In earth science related fields, geophysics deals with surveying potential, diffusive and wave fields in order to obtain structural information of the subsurface to characterize earth's layers in terms of its physical and geological properties. Examples of potential methods are: gravimetry, magnetometry and electric resistivity methods.

Potential fields are assumed to be time independent, at least during the acquisition time, and their scalar potential field equations satisfy Poisson type equations:

${\displaystyle \sigma (\partial _{x}^{2}+\partial _{y}^{2}+\partial _{z}^{2})G^{3D}(x,y,z)=-\delta (x,y,z)}$,

where σ is the medium parameter controlling the distribution of the fields, e.g. electric conductivity for Electric resistivity surveys, and their Green's functions in a homgeneous medium are given by:

${\displaystyle G^{3D}(x,y,z)={\frac {-1}{4\Pi \sigma R}}}$,

where ${\displaystyle R={\sqrt {x^{2}+y^{2}+z^{2}}}}$ is the three dimensional distance between source and receiver.

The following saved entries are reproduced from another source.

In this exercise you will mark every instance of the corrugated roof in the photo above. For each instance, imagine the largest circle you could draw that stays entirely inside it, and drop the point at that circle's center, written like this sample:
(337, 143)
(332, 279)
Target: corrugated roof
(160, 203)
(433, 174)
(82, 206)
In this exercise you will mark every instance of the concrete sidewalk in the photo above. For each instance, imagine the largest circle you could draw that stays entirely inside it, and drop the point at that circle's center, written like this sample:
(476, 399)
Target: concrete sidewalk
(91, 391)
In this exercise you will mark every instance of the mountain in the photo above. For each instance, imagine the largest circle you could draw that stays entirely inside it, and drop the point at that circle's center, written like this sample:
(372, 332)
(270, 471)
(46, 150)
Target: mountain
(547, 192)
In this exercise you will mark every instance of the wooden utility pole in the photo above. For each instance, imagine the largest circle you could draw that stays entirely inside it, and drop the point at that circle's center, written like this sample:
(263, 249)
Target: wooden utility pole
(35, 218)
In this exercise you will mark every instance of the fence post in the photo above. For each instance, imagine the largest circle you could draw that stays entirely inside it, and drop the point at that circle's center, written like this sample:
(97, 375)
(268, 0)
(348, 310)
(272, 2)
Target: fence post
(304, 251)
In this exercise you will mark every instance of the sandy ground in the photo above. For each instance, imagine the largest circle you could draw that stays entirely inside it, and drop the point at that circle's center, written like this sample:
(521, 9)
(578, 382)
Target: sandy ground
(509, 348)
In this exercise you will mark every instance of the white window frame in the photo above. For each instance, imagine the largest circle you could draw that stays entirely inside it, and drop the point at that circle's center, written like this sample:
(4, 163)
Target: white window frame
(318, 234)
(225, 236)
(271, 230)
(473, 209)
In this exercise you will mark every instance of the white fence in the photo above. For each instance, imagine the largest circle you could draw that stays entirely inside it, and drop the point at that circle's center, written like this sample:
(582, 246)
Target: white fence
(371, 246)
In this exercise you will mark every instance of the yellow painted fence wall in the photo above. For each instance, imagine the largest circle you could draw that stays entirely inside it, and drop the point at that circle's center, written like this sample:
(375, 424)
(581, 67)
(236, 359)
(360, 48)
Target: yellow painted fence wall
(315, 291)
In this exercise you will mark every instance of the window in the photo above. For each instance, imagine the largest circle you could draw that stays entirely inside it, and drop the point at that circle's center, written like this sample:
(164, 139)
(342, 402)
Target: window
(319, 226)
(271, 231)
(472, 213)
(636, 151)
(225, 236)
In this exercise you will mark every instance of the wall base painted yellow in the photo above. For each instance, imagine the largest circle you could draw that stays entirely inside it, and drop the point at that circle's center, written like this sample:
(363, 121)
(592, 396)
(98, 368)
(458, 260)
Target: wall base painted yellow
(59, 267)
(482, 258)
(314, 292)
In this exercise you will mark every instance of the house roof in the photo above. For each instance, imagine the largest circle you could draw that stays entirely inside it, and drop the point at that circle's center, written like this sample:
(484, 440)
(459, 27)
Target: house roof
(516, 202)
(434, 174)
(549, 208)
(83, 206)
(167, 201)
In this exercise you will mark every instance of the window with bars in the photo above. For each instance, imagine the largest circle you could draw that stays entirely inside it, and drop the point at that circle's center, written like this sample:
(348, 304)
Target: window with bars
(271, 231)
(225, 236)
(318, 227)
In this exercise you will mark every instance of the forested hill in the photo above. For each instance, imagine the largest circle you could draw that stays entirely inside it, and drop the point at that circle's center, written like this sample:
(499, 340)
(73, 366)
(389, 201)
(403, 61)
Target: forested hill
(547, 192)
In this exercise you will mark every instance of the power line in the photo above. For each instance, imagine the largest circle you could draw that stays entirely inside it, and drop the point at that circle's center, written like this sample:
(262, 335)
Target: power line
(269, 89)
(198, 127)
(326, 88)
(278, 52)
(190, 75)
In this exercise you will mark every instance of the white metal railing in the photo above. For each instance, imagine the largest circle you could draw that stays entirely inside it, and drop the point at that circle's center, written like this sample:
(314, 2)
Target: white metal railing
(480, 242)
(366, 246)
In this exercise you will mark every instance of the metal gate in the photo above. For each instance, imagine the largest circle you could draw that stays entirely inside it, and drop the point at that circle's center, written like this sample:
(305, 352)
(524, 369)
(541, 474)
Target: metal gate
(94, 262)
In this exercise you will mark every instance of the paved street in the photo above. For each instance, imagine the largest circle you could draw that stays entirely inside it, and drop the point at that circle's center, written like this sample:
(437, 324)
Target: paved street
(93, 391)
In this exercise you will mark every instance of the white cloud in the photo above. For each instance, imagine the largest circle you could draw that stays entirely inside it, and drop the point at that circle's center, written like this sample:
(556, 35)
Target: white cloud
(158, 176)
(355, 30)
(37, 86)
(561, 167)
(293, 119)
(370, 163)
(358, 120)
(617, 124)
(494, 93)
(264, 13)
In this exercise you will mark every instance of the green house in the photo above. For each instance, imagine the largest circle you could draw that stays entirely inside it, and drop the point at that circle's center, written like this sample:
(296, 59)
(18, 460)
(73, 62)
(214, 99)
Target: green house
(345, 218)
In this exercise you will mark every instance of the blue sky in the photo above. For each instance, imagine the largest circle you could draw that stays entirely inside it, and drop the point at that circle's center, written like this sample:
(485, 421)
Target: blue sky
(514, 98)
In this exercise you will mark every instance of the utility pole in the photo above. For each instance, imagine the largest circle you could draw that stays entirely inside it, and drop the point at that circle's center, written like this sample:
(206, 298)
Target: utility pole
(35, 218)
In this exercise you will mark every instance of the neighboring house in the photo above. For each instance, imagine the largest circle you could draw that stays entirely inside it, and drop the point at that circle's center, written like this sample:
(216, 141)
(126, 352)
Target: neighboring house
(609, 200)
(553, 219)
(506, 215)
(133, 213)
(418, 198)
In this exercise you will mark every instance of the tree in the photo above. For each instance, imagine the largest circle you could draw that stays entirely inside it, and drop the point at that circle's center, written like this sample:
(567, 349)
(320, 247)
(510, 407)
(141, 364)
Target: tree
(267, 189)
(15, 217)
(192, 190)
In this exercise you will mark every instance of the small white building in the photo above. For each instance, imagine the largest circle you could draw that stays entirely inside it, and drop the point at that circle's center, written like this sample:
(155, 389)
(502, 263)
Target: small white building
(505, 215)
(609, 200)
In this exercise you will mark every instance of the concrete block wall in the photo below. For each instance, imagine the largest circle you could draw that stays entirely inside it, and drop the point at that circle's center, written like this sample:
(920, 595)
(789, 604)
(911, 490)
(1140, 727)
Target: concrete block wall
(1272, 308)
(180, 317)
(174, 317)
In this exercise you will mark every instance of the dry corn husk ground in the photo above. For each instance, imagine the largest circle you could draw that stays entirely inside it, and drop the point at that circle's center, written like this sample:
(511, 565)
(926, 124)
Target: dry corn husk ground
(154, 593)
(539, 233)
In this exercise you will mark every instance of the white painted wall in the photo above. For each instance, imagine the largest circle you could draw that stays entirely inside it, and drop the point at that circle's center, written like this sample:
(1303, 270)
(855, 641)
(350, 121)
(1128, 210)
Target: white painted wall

Among these potential fields, gravity and Magnetic surveys are routinely carried out over vast stretches of land or sea, thus are characterized by wide coverage but poor resolution, being the least expensive and the most commonly used in mineral and oil exploration. Magnetic surveys are often carried out by means of high technology aeroplanes, helicopters, UAVs or high technology remote satellite sensing whereas Gravity surveys are often land-based or ship-borne. On the other hand, with regard to Electric resistivity surveys, these are acquired in order to characterize the subsurface based on its electrical properties.